The floorwork segment of Jacki’s class features both curls and pulses. These moves strengthen your “six-pack”. How do they differ?

  • Curls are executed using your full range of lift, and your head always returns to the floor (albeit momentarily), before the next curl.
  • Pulses cover a smaller range of motion and your head remains elevated throughout, prior to the next “pulse”. Often pulses are executed at a faster pace than the curls, but not always.  The tempo is always set by the music it’s choreographed to.
  • Occasionally Jacki uses both curls and pulses in reverse, just to keep things interesting.

Why both? Jacki programs both moves for variety, and to fit with the tempo of the chosen music track.

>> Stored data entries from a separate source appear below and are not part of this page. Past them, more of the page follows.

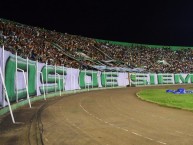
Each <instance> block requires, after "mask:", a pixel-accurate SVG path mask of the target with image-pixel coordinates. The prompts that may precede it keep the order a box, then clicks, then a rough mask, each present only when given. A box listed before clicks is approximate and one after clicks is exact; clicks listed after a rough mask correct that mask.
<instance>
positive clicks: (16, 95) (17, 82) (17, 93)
mask: <svg viewBox="0 0 193 145" xmlns="http://www.w3.org/2000/svg"><path fill="white" fill-rule="evenodd" d="M15 62H16V64H15V67H16V68H15V70H16V72H15V75H16V77H15V78H16V102H18V82H17V51H16V56H15Z"/></svg>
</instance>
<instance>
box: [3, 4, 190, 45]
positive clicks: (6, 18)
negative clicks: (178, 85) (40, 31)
mask: <svg viewBox="0 0 193 145" xmlns="http://www.w3.org/2000/svg"><path fill="white" fill-rule="evenodd" d="M104 1H105V0H103V1H99V0H98V1H93V0H90V1H84V0H81V1H78V2H75V1H70V2H65V0H64V1H63V3H61V1H56V0H52V2H48V1H41V2H40V1H13V2H10V1H7V0H6V2H5V1H4V2H3V3H2V2H1V8H0V17H1V18H5V19H8V20H13V21H16V22H20V23H23V24H27V25H31V26H38V27H41V28H46V29H49V30H56V31H58V32H63V33H69V34H75V35H81V36H85V37H91V38H98V39H105V40H116V41H124V42H131V43H145V44H161V45H182V46H183V45H184V46H193V1H187V0H186V1H185V0H183V1H182V0H181V1H173V2H172V1H164V0H162V1H159V0H152V1H150V0H145V1H137V0H135V1H133V2H132V1H127V2H122V1H117V0H116V2H112V1H108V2H107V1H106V2H104Z"/></svg>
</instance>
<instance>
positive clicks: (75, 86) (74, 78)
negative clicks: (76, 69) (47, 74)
mask: <svg viewBox="0 0 193 145" xmlns="http://www.w3.org/2000/svg"><path fill="white" fill-rule="evenodd" d="M71 77H73V80H74V81H73V83H74V88H73V90H74V93H76V81H75V75H73V74H71ZM71 88H72V83H71Z"/></svg>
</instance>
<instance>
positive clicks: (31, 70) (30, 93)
mask: <svg viewBox="0 0 193 145" xmlns="http://www.w3.org/2000/svg"><path fill="white" fill-rule="evenodd" d="M0 58H1V59H0V71H2V74H3V75H2V76H3V78H4V81H5V86H6V89H7V93H8V97H9V100H10V102H11V103H15V102H18V101H20V100H26V99H27V89H26V86H27V88H28V92H29V96H30V97H38V96H40V95H42V94H44V92H45V93H46V94H49V93H53V92H58V91H68V90H80V89H88V88H102V87H120V86H126V85H128V83H129V81H128V73H118V72H99V71H92V70H79V69H74V68H67V67H65V66H52V65H47V64H44V63H39V62H35V61H31V60H27V59H23V58H21V57H17V56H16V55H13V54H11V53H10V52H8V51H3V49H2V48H0ZM16 68H17V69H16ZM21 70H23V71H24V73H23V72H22V71H21ZM26 84H27V85H26ZM0 106H1V107H5V106H7V100H6V99H5V95H4V89H3V83H2V79H1V77H0Z"/></svg>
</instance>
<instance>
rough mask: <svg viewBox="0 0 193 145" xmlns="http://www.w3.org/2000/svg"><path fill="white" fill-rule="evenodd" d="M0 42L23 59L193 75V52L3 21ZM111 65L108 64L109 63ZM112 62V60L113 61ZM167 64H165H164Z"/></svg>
mask: <svg viewBox="0 0 193 145" xmlns="http://www.w3.org/2000/svg"><path fill="white" fill-rule="evenodd" d="M0 42H1V44H2V45H4V46H5V49H6V50H8V51H10V52H12V53H13V54H16V52H17V54H18V56H21V57H22V58H27V57H28V58H29V59H31V60H38V61H39V62H43V63H46V62H47V63H48V64H51V65H55V64H56V65H64V66H66V67H73V68H81V69H83V68H92V66H94V65H101V66H103V65H108V66H110V67H126V68H144V70H145V72H156V73H189V72H193V63H192V60H193V50H192V49H183V48H182V49H179V50H176V51H173V50H171V49H170V48H149V47H148V46H145V45H144V46H142V45H139V46H121V45H114V44H111V43H102V42H98V41H96V40H95V39H92V38H86V37H82V36H77V35H70V34H67V33H65V34H63V33H58V32H56V31H50V30H45V29H42V28H38V27H32V26H27V25H23V24H19V23H15V22H11V21H8V20H4V19H0ZM110 60H111V62H110V63H105V62H108V61H110ZM112 60H113V61H112ZM163 62H164V63H163Z"/></svg>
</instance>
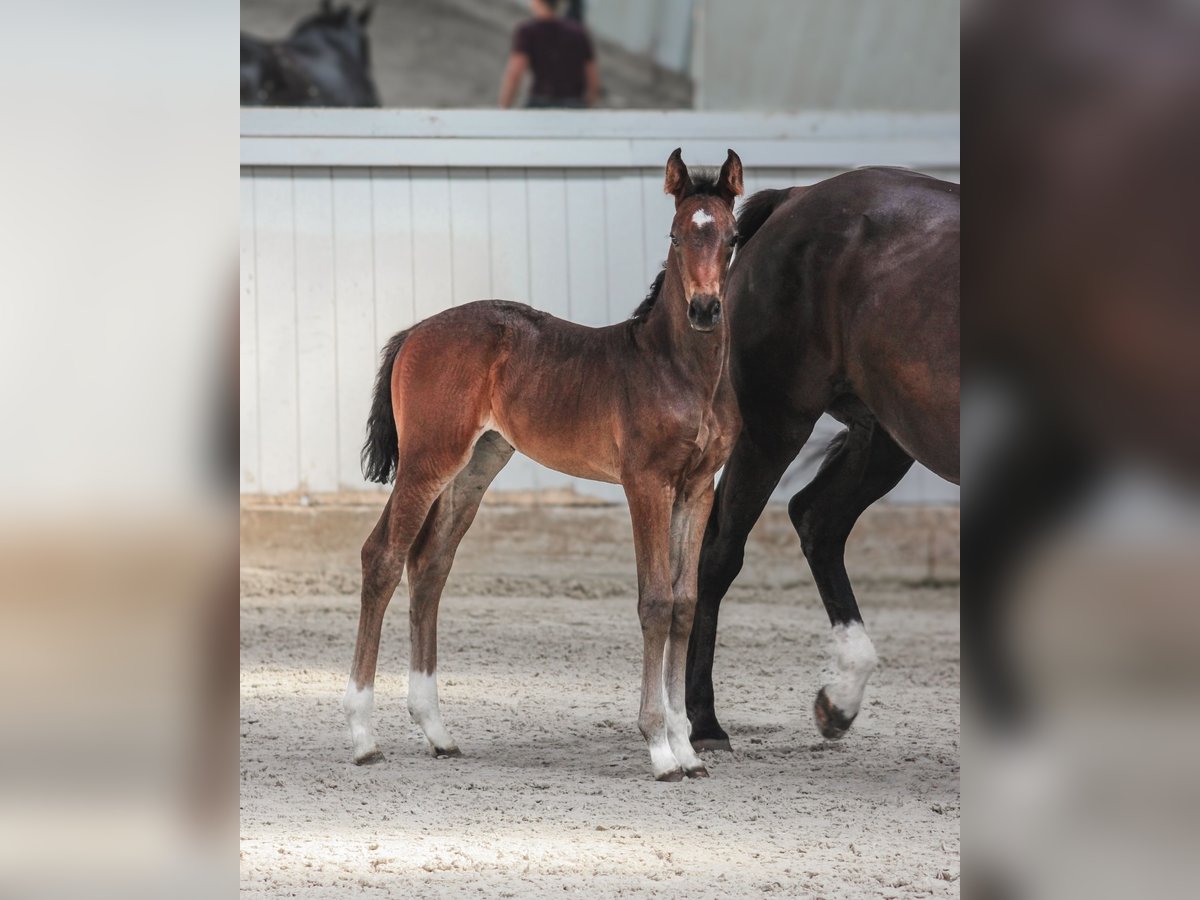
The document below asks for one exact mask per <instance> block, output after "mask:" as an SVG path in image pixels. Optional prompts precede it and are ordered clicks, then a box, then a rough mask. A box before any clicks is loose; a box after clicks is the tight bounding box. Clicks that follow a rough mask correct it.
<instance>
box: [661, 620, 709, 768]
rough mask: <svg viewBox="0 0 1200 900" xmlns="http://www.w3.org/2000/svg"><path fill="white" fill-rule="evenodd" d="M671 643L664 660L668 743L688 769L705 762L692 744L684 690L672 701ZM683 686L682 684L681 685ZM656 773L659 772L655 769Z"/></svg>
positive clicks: (662, 663) (662, 701)
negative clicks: (668, 661)
mask: <svg viewBox="0 0 1200 900" xmlns="http://www.w3.org/2000/svg"><path fill="white" fill-rule="evenodd" d="M670 650H671V643H670V638H668V642H667V653H666V654H665V655H664V660H662V708H664V709H665V710H666V716H665V720H666V732H667V745H668V746H670V748H671V755H672V756H674V758H676V760H677V761H678V762H679V764H680V766H682V767H683V768H685V769H688V770H692V769H697V768H700V767H701V766H703V764H704V763H703V762H701V758H700V757H698V756H697V755H696V751H695V749H694V748H692V745H691V722H689V721H688V710H686V707H685V704H684V701H683V691H682V690H679V691H678V694H679V697H678V702H677V703H672V702H671V689H670V685H668V684H667V661H668V660H670V658H671V653H670ZM680 688H682V685H680ZM650 761H652V762H653V761H654V748H653V744H652V745H650ZM655 774H659V772H658V769H655Z"/></svg>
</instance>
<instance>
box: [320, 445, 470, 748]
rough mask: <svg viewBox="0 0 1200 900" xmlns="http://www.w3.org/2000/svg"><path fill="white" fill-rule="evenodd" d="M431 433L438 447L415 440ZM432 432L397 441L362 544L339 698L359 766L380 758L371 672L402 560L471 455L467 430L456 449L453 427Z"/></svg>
mask: <svg viewBox="0 0 1200 900" xmlns="http://www.w3.org/2000/svg"><path fill="white" fill-rule="evenodd" d="M460 431H461V428H460ZM431 433H436V436H437V438H438V442H439V444H440V446H439V448H438V449H437V450H431V449H430V448H428V446H420V445H419V440H425V442H426V443H430V442H431V439H432V438H431ZM431 433H425V432H419V440H413V442H408V443H407V445H406V444H403V443H402V445H401V454H400V460H401V466H400V469H398V470H397V473H396V485H395V487H392V491H391V498H390V499H389V500H388V505H386V506H385V508H384V511H383V515H382V516H380V517H379V522H378V524H376V527H374V530H373V532H371V536H370V538H367V540H366V544H364V545H362V610H361V612H360V614H359V635H358V640H356V641H355V643H354V661H353V664H352V666H350V680H349V684H348V685H347V686H346V696H344V698H343V700H342V709H343V710H344V712H346V719H347V721H348V722H349V725H350V738H352V740H353V742H354V762H356V763H359V764H360V766H361V764H364V763H370V762H376V761H377V760H379V758H380V754H379V748H378V745H377V744H376V739H374V736H373V733H372V731H371V714H372V712H373V710H374V676H376V666H377V664H378V660H379V636H380V631H382V629H383V616H384V612H385V611H386V610H388V604H389V602H391V595H392V594H394V593H395V592H396V586H397V584H400V577H401V575H402V574H403V571H404V560H406V558H408V556H409V551H410V548H412V546H413V542H414V541H415V540H416V539H418V535H419V534H420V532H421V528H422V526H424V524H425V521H426V517H427V515H428V511H430V508H431V506H432V505H433V502H434V500H436V499H437V498H438V496H439V494H440V493H442V492H443V490H445V487H446V485H449V484H450V481H451V480H452V479H454V478H455V475H457V474H458V472H461V470H462V468H463V467H464V466H466V464H467V462H468V461H469V460H470V457H472V444H470V439H472V436H470V434H469V433H468V434H467V436H466V437H461V438H460V440H461V445H462V449H461V451H454V450H451V449H449V448H450V446H451V445H452V444H454V443H457V442H456V438H455V432H454V430H449V428H446V430H444V431H437V432H431Z"/></svg>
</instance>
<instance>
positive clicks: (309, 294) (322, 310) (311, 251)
mask: <svg viewBox="0 0 1200 900" xmlns="http://www.w3.org/2000/svg"><path fill="white" fill-rule="evenodd" d="M330 178H331V173H330V170H329V169H296V170H295V172H294V173H293V184H294V186H295V246H296V352H298V354H299V365H298V367H296V383H298V402H299V419H298V439H299V456H300V487H302V488H306V490H310V491H334V490H336V488H337V428H336V414H337V385H338V372H337V346H336V343H337V342H336V336H337V328H336V302H335V284H334V203H332V185H331V184H330Z"/></svg>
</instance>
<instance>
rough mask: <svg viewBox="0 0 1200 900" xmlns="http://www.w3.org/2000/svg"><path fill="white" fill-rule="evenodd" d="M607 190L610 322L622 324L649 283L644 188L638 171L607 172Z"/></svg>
mask: <svg viewBox="0 0 1200 900" xmlns="http://www.w3.org/2000/svg"><path fill="white" fill-rule="evenodd" d="M604 191H605V194H604V206H605V248H606V250H607V253H608V259H607V263H606V268H607V272H608V320H610V322H620V320H622V319H625V318H628V317H629V314H630V313H631V312H632V311H634V310H635V308H637V305H638V304H640V302H641V301H642V298H643V296H644V295H646V288H647V284H648V283H649V282H648V281H647V278H646V247H644V235H643V234H642V229H643V227H644V223H643V221H642V185H641V181H640V180H638V176H637V173H636V172H628V170H625V169H606V170H605V173H604Z"/></svg>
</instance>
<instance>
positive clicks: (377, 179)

As with all the floorwork, it’s important to get the form right:

  • On pulses and curls, support your head and neck but do not pull up or forward (with your hands) to assist the lift. The “working” muscles for this exercise are the abdominals which contract to raise the upper torso off the floor.
  • Keep your eyes on the ceiling above, and a space the size of an apple under your chin. This will help remind you to lift straight up and prevent you from flexing your head and neck. Check your own form; if you can see your knees, you are flexing your neck!
  • Remember to ensure that your lower back is pressed into the floor throughout the curls and pulses.

What about the cross curls and pulses?

  • Curls and pulses to the side (rather than to the centre), sometimes referred to as “cross curls” or “cross pulses”, work the oblique abdominals. The obliques are responsible for any twisting movement your torso makes; they stabilize the trunk and help protect the back.
  • During these moves the elbow reaches towards the opposite knee. Aim for the outside of the knee.
  • All the same basic rules apply to the cross curls and pulses, i.e. no pulling on neck, eyes on ceiling, lower back pressed to floor.